Bolivia is the Andean region’s biggest gas exporter, shipping gas to its neighbours, Brazil and Argentina.
Chaco’s nationalisation occurred two days before Bolivia was due to hold a referendum on a new constitution that Mr Morales had championed, which would define Bolivia as a socialist state and give greater powers to the country’s indigenous majority.
In another socialist state, Cuba, the national oil company, Cubapetroleo (CUPET), has agreed to pay US$220 million (Dh808m) to two Canadian companies producing oil in Cuban waters under a 25-year production sharing agreement that was to expire in 2018.

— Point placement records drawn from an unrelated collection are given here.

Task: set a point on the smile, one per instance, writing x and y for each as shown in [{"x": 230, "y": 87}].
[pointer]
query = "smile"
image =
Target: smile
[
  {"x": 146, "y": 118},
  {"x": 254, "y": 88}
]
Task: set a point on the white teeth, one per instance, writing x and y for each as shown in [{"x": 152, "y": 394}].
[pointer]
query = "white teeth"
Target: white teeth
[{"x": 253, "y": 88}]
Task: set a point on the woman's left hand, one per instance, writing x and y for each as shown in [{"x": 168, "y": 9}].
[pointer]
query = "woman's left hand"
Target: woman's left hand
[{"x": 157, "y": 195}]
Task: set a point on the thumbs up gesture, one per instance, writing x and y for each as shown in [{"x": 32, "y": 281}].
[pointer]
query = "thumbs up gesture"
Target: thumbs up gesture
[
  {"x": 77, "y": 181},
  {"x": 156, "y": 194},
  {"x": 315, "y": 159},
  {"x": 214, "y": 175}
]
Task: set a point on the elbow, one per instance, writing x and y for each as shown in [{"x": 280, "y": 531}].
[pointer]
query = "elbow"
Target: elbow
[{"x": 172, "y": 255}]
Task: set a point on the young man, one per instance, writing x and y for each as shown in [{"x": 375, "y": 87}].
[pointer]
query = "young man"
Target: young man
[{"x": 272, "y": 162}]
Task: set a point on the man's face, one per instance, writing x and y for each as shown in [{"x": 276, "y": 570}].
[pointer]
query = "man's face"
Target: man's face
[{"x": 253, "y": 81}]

Pebercan said on Friday its contract had been revoked and it had agreed to transfer all its Cuban assets to CUPET on receipt of a $140m payment. Its partner, Sherritt International, would receive $60m, Pebercan said.
Pebercan announced its exit from Cuba, which will cause the company to take a charge against its first-quarter earnings. On Friday, Russia and Cuba signed an agreement to co-operate on oil and gas projects.
Moscow recently has been strengthening its ties with leftist Latin American states such as Cuba and Venezuela, underscoring the heightened political tensions between the Kremlin and western governments. Friday’s developments, just three days after the inauguration of the US President, Barack Obama, seemed to indicate that those tensions are unlikely to dissipate without direct White House engagement and that countries such as Cuba are happy to move back into the Russian sphere of influence.
In a talk to students at Georgetown University in Washington DC on Wednesday, the Libyan leader, Muammer Qadafi, said he was considering taking greater control of Libya’s oil and gas sector, and that low oil prices could result in Libya nationalising the holdings of foreign oil firms.
International oil companies operating in Libya said they had not been contacted by Tripoli over such a move, and several expressed scepticism. “Repsol doesn’t believe nationalisation is a real possibility,” a spokesman for the Spanish oil company said.
Libya is among several oil producing countries that renegotiated oil concessions in recent years to extract more favourable terms for the host countries at the expense of their foreign partners. But many of those companies are now postponing investments under the new contracts because of sharply lower oil prices and the global economic crisis.
Against declining investment, industry sources said Venezuela had been soliciting new bids from western oil companies, promising them access to large oil reserves that the country privatised in 2006.
Meanwhile, Iraq, which is struggling to balance its needs for foreign technical and financial support for its energy sector against grass-roots pressure for oil industry nationalisation, may be having trouble attracting western partners under contract terms that most companies deem too risky. On Friday, the British company, BG Group, and Germany’s Wintershall said they had decided not to bid on oil contracts offered in Iraq’s first licensing round since the US-led invasion in 2003.
But Omar el Badri, a 1970s Opec secretary general now working as an oil and political analyst in Libya, said a groundswell of popular support for petroleum nationalisation in Middle Eastern countries such as Libya and Iraq should be taken seriously. The recent lack of western intervention in Gaza had led to ill feeling throughout the Arab world that could escalate into government actions such as asset seizures, he said.
So far, the UAE has shown no indication that it plans to nationalise oil assets, although the expiry of a number of long-term oil concessions within the next 10 years give it an opportunity to do so. Last week, the chief executive of Abu Dhabi National Oil Company said Abu Dhabi would renew a Japanese consortium’s oil concession due to expire in 2012. The state has not announced any decisions on concessions held by US and European oil producers.